Ground 2 of appeal did not assert error on the part of the Tribunal. It made allegations of unfair and unethical behaviour, on the part of unnamed individuals (including alleged abuse and stalking behaviour), in relation to the appellant’s involuntary admission under the interim community management order, in late November 2021. The allegations were not ventilated before the Tribunal.
Ground 3 of appeal similarly did not assert error on the part of the Tribunal. It appears to be a criticism of the appellant’s management under the proposed Management Plan reproduced in [18], incorporated as varied by the Tribunal into the CMO dated 14 January 2022, to include monthly reviews by the treating team/caseworker and a three-monthly review by psychiatrist. The alleged deficiencies in management, if any, post-dated the Tribunal’s decision. The ground could not be maintained as a ground of appeal.
Ground 4 of appeal, which asserted that management under the CMO was not in the appellant’s best interests, was rejected by me. The Tribunal was fully entitled to accept the expert evidence of Dr Highman, particularly in circumstances where the statements and/or submissions made by or behalf of the appellant by her legal representative were unsupported by medical evidence.
After dismissing the appeal on 10 June 2022, I affirmed the decision of the Tribunal.
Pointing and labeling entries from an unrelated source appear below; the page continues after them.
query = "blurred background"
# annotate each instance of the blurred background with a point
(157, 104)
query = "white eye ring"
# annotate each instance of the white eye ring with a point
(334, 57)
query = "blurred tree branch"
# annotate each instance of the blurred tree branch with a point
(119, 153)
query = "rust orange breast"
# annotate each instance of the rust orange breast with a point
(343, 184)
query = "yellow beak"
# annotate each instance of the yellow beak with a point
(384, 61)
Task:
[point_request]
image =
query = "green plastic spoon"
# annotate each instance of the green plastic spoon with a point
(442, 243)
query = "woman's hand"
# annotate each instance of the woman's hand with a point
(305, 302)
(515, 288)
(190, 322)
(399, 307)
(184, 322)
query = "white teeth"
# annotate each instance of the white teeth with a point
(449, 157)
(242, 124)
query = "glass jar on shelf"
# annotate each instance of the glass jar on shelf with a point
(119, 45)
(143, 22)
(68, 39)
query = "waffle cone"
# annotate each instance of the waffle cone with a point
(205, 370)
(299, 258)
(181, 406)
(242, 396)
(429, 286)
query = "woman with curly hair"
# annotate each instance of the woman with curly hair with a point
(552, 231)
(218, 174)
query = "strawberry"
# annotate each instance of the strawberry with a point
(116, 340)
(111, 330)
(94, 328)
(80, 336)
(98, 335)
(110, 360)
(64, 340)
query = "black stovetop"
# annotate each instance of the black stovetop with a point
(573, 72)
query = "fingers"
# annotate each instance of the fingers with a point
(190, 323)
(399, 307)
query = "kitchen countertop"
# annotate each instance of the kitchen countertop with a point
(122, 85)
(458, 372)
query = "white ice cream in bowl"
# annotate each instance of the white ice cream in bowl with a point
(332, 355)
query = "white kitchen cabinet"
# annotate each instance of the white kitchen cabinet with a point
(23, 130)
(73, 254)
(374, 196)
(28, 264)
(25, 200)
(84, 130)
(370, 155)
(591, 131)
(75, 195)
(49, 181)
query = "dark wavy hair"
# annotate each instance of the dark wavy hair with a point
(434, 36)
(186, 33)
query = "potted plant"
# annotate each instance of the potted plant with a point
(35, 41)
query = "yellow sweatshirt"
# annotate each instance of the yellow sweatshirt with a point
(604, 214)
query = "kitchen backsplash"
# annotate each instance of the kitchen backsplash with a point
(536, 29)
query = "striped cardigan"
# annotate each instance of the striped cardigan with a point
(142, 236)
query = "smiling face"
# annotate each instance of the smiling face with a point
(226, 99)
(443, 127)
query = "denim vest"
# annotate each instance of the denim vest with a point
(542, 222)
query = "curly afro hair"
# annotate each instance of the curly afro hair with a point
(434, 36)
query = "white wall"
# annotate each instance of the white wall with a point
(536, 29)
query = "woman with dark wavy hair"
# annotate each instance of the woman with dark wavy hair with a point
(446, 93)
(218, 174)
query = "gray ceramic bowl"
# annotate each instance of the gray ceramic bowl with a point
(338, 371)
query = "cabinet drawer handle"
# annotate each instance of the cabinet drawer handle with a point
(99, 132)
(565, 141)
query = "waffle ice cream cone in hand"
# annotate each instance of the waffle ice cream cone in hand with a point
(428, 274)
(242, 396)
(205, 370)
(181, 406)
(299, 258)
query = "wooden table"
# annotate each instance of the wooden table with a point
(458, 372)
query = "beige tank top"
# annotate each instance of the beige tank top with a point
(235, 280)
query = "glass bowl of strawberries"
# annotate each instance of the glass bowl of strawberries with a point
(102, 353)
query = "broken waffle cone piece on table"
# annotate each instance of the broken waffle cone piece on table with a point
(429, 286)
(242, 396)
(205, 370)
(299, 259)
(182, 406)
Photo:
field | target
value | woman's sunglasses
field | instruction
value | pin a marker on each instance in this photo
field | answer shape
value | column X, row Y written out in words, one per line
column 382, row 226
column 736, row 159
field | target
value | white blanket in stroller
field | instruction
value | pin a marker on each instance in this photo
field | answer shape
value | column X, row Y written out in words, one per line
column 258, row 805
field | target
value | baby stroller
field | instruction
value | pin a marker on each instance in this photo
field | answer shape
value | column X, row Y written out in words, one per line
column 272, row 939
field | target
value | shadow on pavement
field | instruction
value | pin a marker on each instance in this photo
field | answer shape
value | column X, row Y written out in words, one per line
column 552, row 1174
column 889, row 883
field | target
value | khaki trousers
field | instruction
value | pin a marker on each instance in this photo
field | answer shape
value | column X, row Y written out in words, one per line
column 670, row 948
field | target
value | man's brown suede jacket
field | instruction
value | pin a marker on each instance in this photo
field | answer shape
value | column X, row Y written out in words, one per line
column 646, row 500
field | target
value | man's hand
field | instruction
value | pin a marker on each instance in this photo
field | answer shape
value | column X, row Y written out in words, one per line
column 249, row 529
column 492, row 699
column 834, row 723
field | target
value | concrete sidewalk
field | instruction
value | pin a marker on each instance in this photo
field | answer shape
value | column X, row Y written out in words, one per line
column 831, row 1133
I was satisfied that the Tribunal did not fall into error – legal, factual or discretionary – in being satisfied that the appellant met the criteria specified in s 16 MHRSA for involuntary treatment or care in the community.
--------------------
[1] CHv Mental Health Review Tribunal & Anor [2017] NTSC 43, at [15] – [32]; reported as Hunter v Mental Health Review Tribunal and anor (2017) 320 FLR 417.
[2] Hunter v Mental Health Review Tribunal [2017] NTSC 92; 327 FLR 402 at [3]–[4]; JXC v Mental Health Review Tribunal [2018] NTSC 62 at [4].
[3] Ngangkari are the traditional healers of the Ngaanyatjarra, Pitjantjatjara and Yankunytjatjara (NPY) lands in the remote western desert of Central Australia.
[4] ‘LAI’ refers to long-acting injectable antipsychotics.
[5] This was probably a misspelling of Phosphatidylcholine.
[6] The intended reference was probably to Dr Christopher Corcos, consultant psychiatrist, Hawthorn, Victoria.
[7] I understood this to mean that ET refused to have the treating team contact her family.
[8] AB p.88, par 4.
[9]Extracts are from AB pp. 90, 91 and 93.
[10] AB 93-94.
[11] Evidence Dr Emily Highman, Transcript p 16, lines 369 to 378 [AB 34].
[12]AB 53-57.
[13] AB 60, line 1045-1047.
[14] AB 62.
[15] This was probably a reference to the Form 15.
[16]AB 64.
[17] AB 69.
[18] Transcript 10 June 2022, from 2:18 PM, page 4.5.
[19]AB 53, lines 860-861.
[20] AB 55, lines 895-896.
[21] Metwally v University of Wollongong (1985) 60 ALR 58 at 71.40.